Christianity became the state religion in Ethiopia in 330 AD, five hundred years before the first missionaries reached Denmark in the Viking Age. We, here in Northern Europe, pride ourselves on our long history and our thousand-year-old churches, but we might be suitably impressed, if we made the effort to explore the marvels that is Christian Ethiopian architecture and iconography.
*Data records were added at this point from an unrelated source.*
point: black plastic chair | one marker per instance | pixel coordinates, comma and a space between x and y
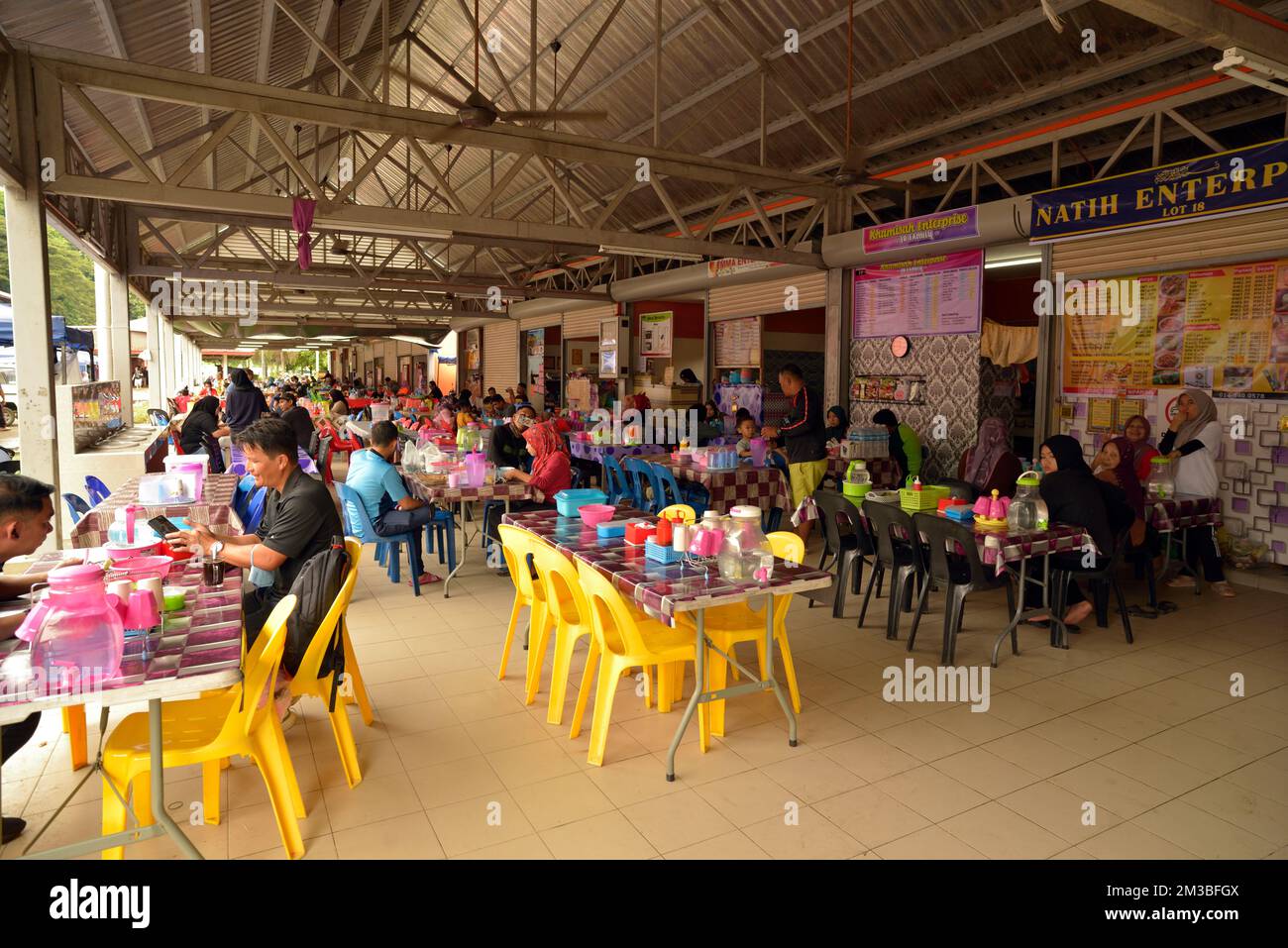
954, 563
846, 544
1104, 578
898, 553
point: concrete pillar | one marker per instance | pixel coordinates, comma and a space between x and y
33, 318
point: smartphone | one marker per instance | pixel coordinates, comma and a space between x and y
162, 527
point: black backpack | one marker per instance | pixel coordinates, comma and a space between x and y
316, 588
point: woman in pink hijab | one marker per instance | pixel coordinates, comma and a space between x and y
991, 464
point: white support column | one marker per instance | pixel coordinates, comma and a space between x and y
119, 330
33, 318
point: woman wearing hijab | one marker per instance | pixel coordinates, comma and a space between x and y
244, 403
1192, 442
1136, 430
552, 472
837, 424
990, 464
201, 421
1073, 494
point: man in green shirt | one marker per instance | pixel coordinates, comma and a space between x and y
905, 445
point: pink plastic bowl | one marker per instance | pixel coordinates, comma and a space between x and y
595, 514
We recently received the little icon that is the subject of today’s blog post. It was collected in Ethiopia around 1960 by a naval Lieutenant Commander. What I love about it is that it is an example of the drastically different aesthetics, which characterises Ethiopian Christian art. Here we are not dealing with a style that is inspired by the art of European churches; instead, it developed simultaneously as a thing in its own right. A quick Google search will show you hundreds of photos of Ethiopian Christian art. Instead of fat pale cherubs adorning the ceilings of churches, you have hundreds of brown faces with big almond shaped eyes, round black afros, and colourful angel wings peering down on you.
And instead of the towering spires and glass mosaics of many European churches, you have massive Medieval structures, hewn from solid rock.
The history of Christianity in Ethiopia is long and fascinating, and before it became Christian, Ethiopia had a millennium of Jewish presence. The Ethiopian Orthodox Church even claim to have in their possession the real Ark of the Covenant, hidden away in a small chapel, to be seen only by one chosen monk, who cannot leave the compound as long as he lives.
There is no denying the beauty and unique characteristics of Ethiopian Christian art and architecture. Whether they possess the Ark of the Covenant, is another matter. But I for one am happy that this little icon spurred my interest in Christianity in Ethiopia and helped me to look upon the history of Christianity in a wider perspective.